Tremont Waters fired in 28 points and handed out nine assists, while Wayde Sims, who started for the first time since Dec. 16, dropped in a career-high 16 points — 12 of them in the first half.

Sims started instead of Duop Reath because LSU coach Will Wade figured Vanderbilt coach Bryce Drew was going to start a small lineup. Reath has also battled a left ankle injury since being hurt in a win over Arkansas on Feb. 3.

“Obviously, Sims was the difference in the game,” Wade said. “I thought he was great … he allowed us to play smaller. I thought Randy (Onwuasor) did a good job defensively. Those guys played well and allowed us to play a small lineup to match their smaller lineup.”

Aaron Epps finished with 15 and Skylar Mays 14 for LSU, which earned a second consecutive win for the first time since defeating Texas A&M and Arkansas on the road in early January.

The victory for LSU (16-11, 7-8 Southeastern Conference), which plays at Georgia on Saturday, snapped a two-game winning streak for Vanderbilt (11-17, 5-10).

It was the fifth win in a row in the PMAC for the Tigers, who started league play with three consecutive losses on their home floor.

Waters scored 18 points and Mays 12 in the second half alone as LSU, which led by 10 at halftime, shot 75 percent from the floor in making 15 of 20 shots.

That helped the Tigers win going away even though LaChance and Roberson did their best to make it interesting.

But in the end, they couldn’t keep up with LSU’s quartet.

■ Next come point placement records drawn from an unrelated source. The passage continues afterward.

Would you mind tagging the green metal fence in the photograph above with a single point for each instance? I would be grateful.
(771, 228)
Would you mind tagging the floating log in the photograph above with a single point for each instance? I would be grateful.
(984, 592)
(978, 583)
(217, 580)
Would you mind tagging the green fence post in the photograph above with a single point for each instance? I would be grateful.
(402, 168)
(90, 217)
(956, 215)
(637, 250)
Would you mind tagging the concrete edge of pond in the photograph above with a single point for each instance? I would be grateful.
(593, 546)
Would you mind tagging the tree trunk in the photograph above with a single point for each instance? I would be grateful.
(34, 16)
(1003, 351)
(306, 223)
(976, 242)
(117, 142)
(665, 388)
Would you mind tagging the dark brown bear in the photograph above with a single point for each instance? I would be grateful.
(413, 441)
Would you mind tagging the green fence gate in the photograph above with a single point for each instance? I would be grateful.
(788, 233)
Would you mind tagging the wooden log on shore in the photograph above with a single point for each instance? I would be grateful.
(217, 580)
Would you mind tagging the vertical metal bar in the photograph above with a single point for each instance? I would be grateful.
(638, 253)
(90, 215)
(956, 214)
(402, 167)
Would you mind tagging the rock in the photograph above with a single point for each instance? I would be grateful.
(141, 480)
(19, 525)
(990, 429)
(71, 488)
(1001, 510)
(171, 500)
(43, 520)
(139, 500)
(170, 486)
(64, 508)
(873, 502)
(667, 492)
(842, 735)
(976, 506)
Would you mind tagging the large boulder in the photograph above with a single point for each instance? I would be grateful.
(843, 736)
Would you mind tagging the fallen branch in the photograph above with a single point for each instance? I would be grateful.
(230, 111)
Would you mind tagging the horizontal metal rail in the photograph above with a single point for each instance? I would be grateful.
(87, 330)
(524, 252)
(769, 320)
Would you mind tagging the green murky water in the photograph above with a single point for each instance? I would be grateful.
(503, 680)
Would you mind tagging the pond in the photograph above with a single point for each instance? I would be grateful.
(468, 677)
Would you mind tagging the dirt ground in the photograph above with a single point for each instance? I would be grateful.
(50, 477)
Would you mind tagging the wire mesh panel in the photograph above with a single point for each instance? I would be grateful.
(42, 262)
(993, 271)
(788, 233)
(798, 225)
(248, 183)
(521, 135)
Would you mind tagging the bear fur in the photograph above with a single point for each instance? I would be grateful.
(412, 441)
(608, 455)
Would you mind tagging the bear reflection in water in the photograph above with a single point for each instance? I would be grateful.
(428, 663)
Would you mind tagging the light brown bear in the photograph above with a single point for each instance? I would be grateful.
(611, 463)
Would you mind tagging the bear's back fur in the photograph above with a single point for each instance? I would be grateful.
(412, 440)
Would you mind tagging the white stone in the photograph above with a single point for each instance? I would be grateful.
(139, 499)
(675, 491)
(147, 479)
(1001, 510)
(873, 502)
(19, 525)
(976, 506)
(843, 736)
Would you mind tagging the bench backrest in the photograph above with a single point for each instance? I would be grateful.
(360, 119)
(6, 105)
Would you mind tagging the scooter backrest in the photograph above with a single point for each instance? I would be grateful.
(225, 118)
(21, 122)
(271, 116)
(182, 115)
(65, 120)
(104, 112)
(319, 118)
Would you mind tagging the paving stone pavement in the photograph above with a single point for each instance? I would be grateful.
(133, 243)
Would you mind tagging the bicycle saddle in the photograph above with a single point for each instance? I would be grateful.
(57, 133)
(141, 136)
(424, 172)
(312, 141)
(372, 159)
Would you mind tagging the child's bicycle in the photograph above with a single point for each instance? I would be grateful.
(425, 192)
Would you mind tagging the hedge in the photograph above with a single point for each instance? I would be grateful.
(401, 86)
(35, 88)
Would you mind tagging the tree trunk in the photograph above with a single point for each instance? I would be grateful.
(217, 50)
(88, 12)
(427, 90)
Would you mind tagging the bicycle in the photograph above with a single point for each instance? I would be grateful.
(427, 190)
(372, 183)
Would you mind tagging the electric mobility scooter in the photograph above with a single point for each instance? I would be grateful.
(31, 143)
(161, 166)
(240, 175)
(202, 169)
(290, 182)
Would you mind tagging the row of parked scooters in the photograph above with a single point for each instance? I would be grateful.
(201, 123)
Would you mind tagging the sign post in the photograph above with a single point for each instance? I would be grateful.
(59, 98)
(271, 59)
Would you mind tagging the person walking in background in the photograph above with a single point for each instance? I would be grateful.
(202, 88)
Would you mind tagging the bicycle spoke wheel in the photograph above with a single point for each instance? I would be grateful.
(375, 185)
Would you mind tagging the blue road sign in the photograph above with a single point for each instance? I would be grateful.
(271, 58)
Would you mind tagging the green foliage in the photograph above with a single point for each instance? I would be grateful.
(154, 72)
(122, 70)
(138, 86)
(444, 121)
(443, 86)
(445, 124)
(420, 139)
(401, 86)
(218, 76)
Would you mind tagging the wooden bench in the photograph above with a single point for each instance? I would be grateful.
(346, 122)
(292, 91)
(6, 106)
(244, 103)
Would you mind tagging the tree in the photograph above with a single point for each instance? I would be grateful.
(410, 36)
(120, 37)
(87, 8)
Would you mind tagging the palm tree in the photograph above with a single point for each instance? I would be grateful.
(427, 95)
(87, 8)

LaChance again had 26 points (including 14 in the second half) and Roberson added 20 (with 13 coming after halftime). Saben Lee got 13 of his 15 points in the second half as they engaged Waters and Co. in a shootout.

After hitting just 43.8 percent in making 7 of 16 field-goal attempts in the first 11½ minutes, LSU came alive.

Over the final 28½ minutes, the Tigers were 23 of 32 from the floor for 71.9 percent — eventually helping them finish 30 of 48 for 62.5 percent.

“We were efficient on offense,” Wade said. “That goes without saying; we were more aggressive.”

It was the highest shooting percentage of the season for LSU, whose previous best came in a 99-59 victory over Alcorn State in Wade’s coaching debut with the Tigers back on Nov. 10.

Waters was 10 of 18 from the floor, while Sims knocked down all six of his attempts. Epps was 5 of 7 and Mays 4 of 6.

“The coaching staff was telling me to come out and make plays,” Waters said. “They told me to attack the paint and spray the ball out. That opened me up to make shots.”

“I knew I was going to start the day before the game,” said Sims, who was averaging 5.5 points a game. “I knew Duop’s ankle was kind of messed up and I had to step in his role.”

It wasn’t all shooting for Waters, though.

With his eighth assist on a dunk by Epps with 17:38 remaining, Waters set an LSU freshman record with his 159th assist of the season. The old mark of 158 was set by Ben Simmons during the 2015-16 season.

“Good job Ben Simmons,” Waters said in deference to the Tigers’ All-American. “It’s just a moment in my life that my parents and I worked really hard on … just creating my character to be a giver. It translates on the court.”